Chronic inflammation is also an important factor for the development of GC. In this study, we confirmed the observation of our previous studies that higher grades of atrophy and infiltration of lymphocytes are characteristic of nonneoplastic mucosa adjacent to the early carcinoma of EBV-associated GC.43, 44 Kang et al.45 recently investigated the methylation status of multiple genes in a large sample collection of chronic gastritis, intestinal metaplasia and GC, and found that various genes show different methylation behavior in the lesions; for example, (i) genes showed low methylation frequency in chronic gastritis and intestinal metaplasia, but significantly higher frequency in GC (COX-2, hMLH1 and p16), and (ii) genes showed an increasing tendency along the sequence of the lesions (DAP-kinase, THBS1, TIMP-3 and p14). The latter also showed a general progressive increase in methylation frequency as a function of aging.46 The correlation between p14 methylation and atrophy in nonneoplastic mucosa of EBV-negative GC is consistent with these findings. No such correlation was observed in EBV-associated GC, although it is worth noting that p73 methylation was relatively frequent in EBV-associated GC without association with H. pylori infection.

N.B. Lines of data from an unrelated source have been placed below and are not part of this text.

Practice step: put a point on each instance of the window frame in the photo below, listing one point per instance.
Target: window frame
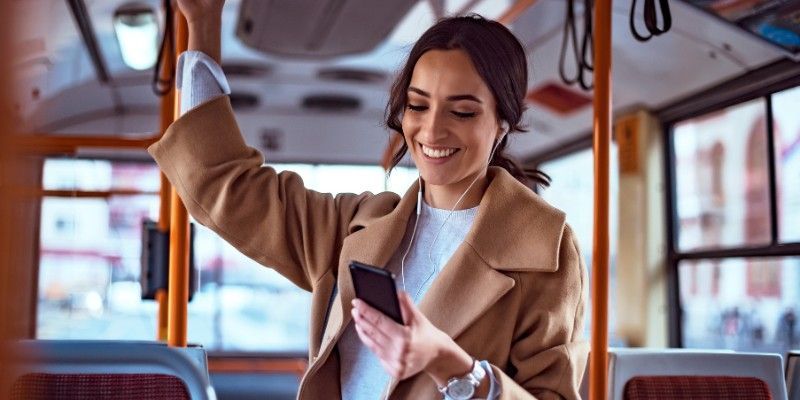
(761, 83)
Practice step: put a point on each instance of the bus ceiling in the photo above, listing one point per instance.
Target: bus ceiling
(276, 63)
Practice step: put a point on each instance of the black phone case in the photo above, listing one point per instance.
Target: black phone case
(376, 287)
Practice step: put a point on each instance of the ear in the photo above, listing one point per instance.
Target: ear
(504, 128)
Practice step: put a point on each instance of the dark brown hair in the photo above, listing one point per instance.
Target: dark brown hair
(500, 61)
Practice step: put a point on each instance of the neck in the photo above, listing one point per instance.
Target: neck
(446, 196)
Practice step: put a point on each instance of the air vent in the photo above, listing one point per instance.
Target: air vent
(331, 103)
(244, 101)
(352, 75)
(244, 70)
(558, 98)
(271, 139)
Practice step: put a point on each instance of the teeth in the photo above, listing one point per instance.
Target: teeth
(434, 153)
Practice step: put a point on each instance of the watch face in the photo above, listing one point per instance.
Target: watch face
(461, 389)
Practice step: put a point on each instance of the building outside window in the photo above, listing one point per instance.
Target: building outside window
(90, 262)
(739, 281)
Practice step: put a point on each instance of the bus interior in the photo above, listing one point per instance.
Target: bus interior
(703, 175)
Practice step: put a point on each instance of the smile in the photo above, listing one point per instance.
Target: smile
(439, 152)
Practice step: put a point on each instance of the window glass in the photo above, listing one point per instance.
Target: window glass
(89, 269)
(82, 174)
(722, 186)
(572, 191)
(746, 304)
(786, 127)
(90, 262)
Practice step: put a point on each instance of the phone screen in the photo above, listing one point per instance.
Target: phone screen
(376, 287)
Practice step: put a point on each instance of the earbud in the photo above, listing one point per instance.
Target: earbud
(419, 195)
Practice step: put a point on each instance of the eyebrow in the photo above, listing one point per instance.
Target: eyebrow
(456, 97)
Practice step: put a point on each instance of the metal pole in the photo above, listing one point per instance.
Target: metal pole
(179, 231)
(165, 192)
(598, 363)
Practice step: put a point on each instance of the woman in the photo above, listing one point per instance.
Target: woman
(493, 284)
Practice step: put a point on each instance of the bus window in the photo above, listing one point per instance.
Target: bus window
(90, 265)
(786, 122)
(743, 304)
(737, 288)
(722, 179)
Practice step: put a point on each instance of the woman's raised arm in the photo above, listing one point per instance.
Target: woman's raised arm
(204, 18)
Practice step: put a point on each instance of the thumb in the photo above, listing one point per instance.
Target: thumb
(407, 307)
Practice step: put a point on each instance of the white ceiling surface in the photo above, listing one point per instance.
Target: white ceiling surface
(698, 52)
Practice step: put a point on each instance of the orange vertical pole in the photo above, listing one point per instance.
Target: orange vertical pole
(598, 364)
(165, 192)
(179, 230)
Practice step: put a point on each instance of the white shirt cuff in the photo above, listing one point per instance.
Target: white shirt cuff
(199, 79)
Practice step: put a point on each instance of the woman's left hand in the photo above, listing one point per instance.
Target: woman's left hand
(405, 350)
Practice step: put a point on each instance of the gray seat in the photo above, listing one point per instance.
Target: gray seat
(121, 358)
(793, 374)
(624, 364)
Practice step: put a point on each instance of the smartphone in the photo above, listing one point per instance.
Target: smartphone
(376, 287)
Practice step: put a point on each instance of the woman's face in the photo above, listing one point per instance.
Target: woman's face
(450, 123)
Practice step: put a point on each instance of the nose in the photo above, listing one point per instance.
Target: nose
(432, 128)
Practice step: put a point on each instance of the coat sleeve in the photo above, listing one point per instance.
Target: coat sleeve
(548, 355)
(270, 217)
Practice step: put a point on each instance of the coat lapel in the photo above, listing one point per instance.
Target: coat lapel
(372, 241)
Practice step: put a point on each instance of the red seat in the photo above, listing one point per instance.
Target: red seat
(696, 388)
(39, 386)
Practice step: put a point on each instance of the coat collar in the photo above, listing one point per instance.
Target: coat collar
(514, 230)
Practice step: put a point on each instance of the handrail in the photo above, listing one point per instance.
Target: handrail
(81, 194)
(178, 291)
(598, 364)
(165, 191)
(221, 364)
(515, 10)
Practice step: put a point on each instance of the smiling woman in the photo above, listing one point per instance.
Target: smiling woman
(477, 228)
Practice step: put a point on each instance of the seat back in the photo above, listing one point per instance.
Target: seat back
(106, 370)
(793, 374)
(627, 364)
(696, 388)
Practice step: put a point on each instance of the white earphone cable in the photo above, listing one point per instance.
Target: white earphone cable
(439, 231)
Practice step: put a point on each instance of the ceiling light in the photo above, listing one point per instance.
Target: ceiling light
(137, 33)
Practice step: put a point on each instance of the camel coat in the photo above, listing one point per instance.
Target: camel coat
(513, 292)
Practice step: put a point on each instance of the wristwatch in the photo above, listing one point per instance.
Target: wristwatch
(463, 387)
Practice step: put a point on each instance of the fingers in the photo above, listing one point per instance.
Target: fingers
(371, 326)
(407, 307)
(377, 319)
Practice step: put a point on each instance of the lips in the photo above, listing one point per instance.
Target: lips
(438, 152)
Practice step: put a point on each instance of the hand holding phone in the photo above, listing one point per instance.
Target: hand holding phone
(376, 287)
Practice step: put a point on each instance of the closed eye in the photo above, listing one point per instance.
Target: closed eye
(463, 115)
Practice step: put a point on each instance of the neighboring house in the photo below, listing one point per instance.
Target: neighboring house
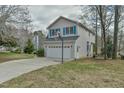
(38, 40)
(78, 40)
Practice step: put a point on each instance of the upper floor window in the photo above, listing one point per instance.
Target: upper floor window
(53, 32)
(69, 30)
(89, 34)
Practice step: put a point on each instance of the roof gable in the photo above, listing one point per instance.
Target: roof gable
(78, 23)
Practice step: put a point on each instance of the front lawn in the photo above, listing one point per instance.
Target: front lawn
(80, 73)
(7, 56)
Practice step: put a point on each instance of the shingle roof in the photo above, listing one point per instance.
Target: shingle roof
(78, 23)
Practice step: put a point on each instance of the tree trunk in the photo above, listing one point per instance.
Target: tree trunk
(103, 29)
(96, 33)
(115, 42)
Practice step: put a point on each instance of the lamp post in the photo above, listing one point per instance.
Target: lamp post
(60, 37)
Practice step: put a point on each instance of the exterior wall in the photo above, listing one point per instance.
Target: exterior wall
(81, 42)
(53, 49)
(79, 45)
(61, 24)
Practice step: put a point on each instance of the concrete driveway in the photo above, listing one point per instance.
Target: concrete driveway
(12, 69)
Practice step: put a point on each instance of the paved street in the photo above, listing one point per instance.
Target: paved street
(12, 69)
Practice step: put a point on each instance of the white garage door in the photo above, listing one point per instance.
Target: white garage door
(56, 52)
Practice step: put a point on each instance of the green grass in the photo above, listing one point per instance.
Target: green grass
(7, 56)
(80, 73)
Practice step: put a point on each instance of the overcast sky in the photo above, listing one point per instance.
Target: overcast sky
(43, 15)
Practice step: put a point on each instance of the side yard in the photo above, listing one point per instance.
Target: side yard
(7, 56)
(80, 73)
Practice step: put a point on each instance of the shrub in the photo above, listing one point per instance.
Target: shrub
(40, 52)
(29, 48)
(18, 50)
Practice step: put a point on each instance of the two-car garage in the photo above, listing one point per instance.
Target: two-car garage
(54, 50)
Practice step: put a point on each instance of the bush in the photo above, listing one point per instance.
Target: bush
(18, 50)
(29, 48)
(40, 53)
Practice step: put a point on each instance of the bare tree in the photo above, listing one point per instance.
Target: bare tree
(115, 40)
(14, 15)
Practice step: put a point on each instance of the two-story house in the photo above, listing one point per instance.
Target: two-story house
(78, 40)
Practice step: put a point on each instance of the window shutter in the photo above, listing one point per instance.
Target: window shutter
(74, 30)
(64, 31)
(50, 32)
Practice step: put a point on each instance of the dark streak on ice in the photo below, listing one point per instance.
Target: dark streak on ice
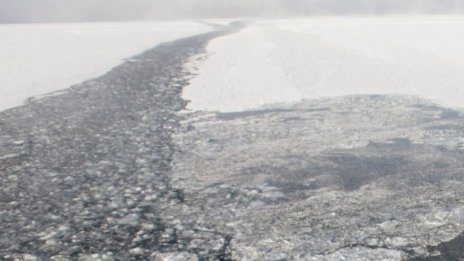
(86, 171)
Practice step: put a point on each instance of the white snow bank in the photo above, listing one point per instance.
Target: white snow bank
(37, 59)
(289, 60)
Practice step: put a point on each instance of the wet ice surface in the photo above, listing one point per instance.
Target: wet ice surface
(351, 178)
(55, 56)
(111, 170)
(85, 174)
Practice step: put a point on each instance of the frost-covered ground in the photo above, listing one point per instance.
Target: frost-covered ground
(37, 59)
(289, 60)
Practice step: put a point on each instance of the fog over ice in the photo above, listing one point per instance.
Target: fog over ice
(13, 11)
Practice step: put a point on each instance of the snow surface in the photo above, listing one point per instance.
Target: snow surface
(289, 60)
(36, 59)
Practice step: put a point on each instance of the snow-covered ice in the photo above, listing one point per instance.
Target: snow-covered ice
(36, 59)
(289, 60)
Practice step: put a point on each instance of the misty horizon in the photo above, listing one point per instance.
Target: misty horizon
(27, 11)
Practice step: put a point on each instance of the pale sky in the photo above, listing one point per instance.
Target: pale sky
(116, 10)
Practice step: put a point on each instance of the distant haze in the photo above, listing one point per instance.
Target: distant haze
(16, 11)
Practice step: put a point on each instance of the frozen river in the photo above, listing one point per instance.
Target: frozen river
(289, 60)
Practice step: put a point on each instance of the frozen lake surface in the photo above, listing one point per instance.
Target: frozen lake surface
(289, 60)
(37, 59)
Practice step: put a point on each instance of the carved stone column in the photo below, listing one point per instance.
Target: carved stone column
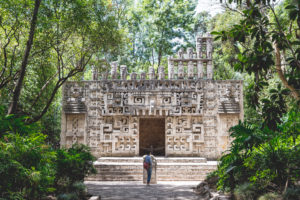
(190, 70)
(161, 71)
(209, 70)
(199, 46)
(123, 70)
(143, 75)
(151, 73)
(180, 70)
(114, 68)
(209, 48)
(133, 76)
(170, 68)
(190, 52)
(95, 73)
(200, 69)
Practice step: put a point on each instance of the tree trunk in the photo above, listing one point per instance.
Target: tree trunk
(17, 90)
(281, 75)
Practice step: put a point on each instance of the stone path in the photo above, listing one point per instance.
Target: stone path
(137, 190)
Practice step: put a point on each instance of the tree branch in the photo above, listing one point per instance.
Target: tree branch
(17, 91)
(281, 75)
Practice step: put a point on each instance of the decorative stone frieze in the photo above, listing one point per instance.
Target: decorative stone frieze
(197, 111)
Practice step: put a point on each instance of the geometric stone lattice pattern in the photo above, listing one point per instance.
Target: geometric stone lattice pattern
(198, 111)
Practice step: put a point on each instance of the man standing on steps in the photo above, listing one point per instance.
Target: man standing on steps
(148, 166)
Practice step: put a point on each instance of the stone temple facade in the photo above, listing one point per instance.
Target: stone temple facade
(183, 112)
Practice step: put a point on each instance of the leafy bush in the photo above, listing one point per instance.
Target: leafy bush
(267, 159)
(292, 193)
(74, 164)
(245, 191)
(30, 169)
(25, 167)
(270, 196)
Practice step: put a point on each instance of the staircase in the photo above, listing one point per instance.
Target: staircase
(167, 169)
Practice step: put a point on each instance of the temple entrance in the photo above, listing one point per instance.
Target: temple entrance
(152, 136)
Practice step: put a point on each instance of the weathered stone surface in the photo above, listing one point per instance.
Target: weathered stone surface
(166, 169)
(203, 191)
(198, 111)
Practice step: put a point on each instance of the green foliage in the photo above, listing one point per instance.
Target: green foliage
(270, 196)
(74, 164)
(26, 166)
(262, 159)
(292, 193)
(246, 191)
(261, 32)
(30, 169)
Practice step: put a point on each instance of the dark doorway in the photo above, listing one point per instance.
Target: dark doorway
(152, 136)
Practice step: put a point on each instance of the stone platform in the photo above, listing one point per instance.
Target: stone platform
(167, 169)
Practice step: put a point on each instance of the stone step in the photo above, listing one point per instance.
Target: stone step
(167, 169)
(159, 160)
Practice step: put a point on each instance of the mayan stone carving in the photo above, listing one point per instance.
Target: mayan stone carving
(196, 110)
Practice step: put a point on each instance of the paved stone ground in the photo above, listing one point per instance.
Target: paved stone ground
(136, 190)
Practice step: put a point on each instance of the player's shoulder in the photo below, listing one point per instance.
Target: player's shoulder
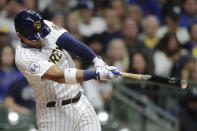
(24, 54)
(54, 27)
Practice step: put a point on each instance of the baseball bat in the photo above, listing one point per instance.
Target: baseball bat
(166, 81)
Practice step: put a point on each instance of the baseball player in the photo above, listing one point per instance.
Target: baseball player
(42, 56)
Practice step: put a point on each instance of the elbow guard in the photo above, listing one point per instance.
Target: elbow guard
(70, 76)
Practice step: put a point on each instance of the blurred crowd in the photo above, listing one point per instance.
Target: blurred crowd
(157, 37)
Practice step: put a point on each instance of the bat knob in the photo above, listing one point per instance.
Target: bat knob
(146, 77)
(183, 84)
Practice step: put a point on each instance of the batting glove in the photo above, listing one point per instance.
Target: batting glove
(107, 73)
(98, 62)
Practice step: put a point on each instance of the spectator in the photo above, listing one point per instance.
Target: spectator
(139, 64)
(192, 45)
(119, 6)
(31, 4)
(113, 27)
(135, 12)
(150, 26)
(3, 12)
(118, 54)
(188, 115)
(58, 18)
(4, 35)
(20, 97)
(148, 7)
(131, 38)
(189, 12)
(95, 42)
(185, 68)
(172, 16)
(90, 25)
(14, 6)
(72, 25)
(8, 71)
(167, 51)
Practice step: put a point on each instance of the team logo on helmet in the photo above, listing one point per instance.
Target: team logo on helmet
(37, 25)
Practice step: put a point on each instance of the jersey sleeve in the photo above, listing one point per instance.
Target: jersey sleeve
(30, 62)
(55, 33)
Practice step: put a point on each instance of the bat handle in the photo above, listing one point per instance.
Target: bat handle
(135, 76)
(183, 84)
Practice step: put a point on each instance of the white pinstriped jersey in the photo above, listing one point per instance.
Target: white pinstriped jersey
(33, 63)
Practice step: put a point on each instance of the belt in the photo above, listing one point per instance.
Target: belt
(64, 102)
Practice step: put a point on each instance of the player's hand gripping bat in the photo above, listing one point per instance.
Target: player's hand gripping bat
(170, 82)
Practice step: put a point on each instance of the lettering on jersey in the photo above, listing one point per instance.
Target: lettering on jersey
(54, 26)
(34, 68)
(56, 55)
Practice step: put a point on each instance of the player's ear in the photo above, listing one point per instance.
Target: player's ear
(20, 36)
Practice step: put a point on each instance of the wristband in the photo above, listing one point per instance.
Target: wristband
(89, 74)
(70, 76)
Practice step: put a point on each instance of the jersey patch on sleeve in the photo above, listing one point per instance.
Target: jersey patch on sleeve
(54, 26)
(34, 68)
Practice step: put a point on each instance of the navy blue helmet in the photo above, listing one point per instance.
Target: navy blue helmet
(31, 25)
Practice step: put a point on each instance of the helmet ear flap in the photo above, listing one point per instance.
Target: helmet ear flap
(31, 25)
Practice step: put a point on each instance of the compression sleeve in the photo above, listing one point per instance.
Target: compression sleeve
(67, 42)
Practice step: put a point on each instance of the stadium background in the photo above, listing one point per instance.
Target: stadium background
(138, 36)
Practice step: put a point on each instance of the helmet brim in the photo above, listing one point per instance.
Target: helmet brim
(39, 35)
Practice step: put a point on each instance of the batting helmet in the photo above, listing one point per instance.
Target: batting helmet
(31, 25)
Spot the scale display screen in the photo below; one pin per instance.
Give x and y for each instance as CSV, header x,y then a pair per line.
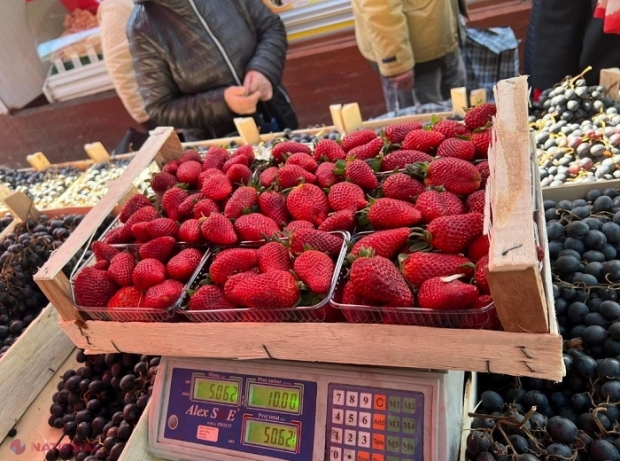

Thus, although augmented pressure toward CpG methylation was not demonstrated in nonneoplastic mucosa, EBV-associated GC was accompanied by a specific type of inflammation, which may facilitate p73 methylation in EBV-infected cells independent of H. pylori infection.

In conclusion, loss of p73 expression, independent of p53 abnormality, is primarily caused by aberrant methylation of the p73 promoter in EBV-associated GC. Specific p73 methylation occurred concurrently with global methylation in the early stage of this type of GC. A specific type of gastritis may facilitate p73 methylation and the development of EBV-associated GC.